Second accompaniment of a political theory student returning to discuss the future of Twitter data collection in light of E. Musk's impactful politics, and to get help doing network analysis on Twitter data already collected on journalists. The session was used to update Minet, deduplicate lists of Twitter follower IDs and use the API to retrieve metadata from these users.

Automatic classification of vimeo videos

Helped a research engineer write a Javascript program using Artoo.js to extend the video library in the backoffice of his website. Addition of a function to automatically select the checkboxes on each line corresponding to a video whose identifier is in the desired list. 

3D visual representation

First coaching of a doctoral student in law who needed to quickly enter a large amount of information and situate it in a 3D representation tool created prior to the session. The coaching took the form of a brainstorming session on the different methods of data collection according to the student's problematic. The supervisors helped to code the data according to established criteria, and to work out the implications between these codes, their justifications and possible visual representations (heat matrices, scatterplots, graphs, etc.). These elements were then put into practice in a LibreOffice spreadsheet.

Classification model training on manifesto dataset

Support for a PhD student in political science in machine learning. The work involved training a classification model to detect certain parameters in multilingual sentences belonging to the European dataset manifestos. Using The Augmented Social Scientist notebook, pre-parameterized models for English (BERT) and other languages (XLM-RoBERTa) were used to train them on the manifestos data previously annotated by the PhD student. The participant was then coached to divide datasets by uploading them to the notebook and then reading them with pandas.  

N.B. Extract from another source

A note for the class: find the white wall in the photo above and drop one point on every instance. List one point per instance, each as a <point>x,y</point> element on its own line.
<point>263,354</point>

Processing textual data from online forums and exporting them in csv format

Second support for an HDR dissertation. The first part of the work involved understanding a database containing extracts from online forum discussions. The supervisors then helped create csv files according to criteria defined during the session, and began merging these four files in R.

Data analysis with R 

Second support session for a Master 1 student's dissertation. Firstly, the supervisors gave advice on how to access the database of interest to the participant. Secondly, the supervisors helped to use the R code to classify individuals according to socio-demographic variables. Results were visualized and interpreted using the FactoMineR package and explor. Finally, the output of the Imer function was used to interpret the fixed and random effects of the variables.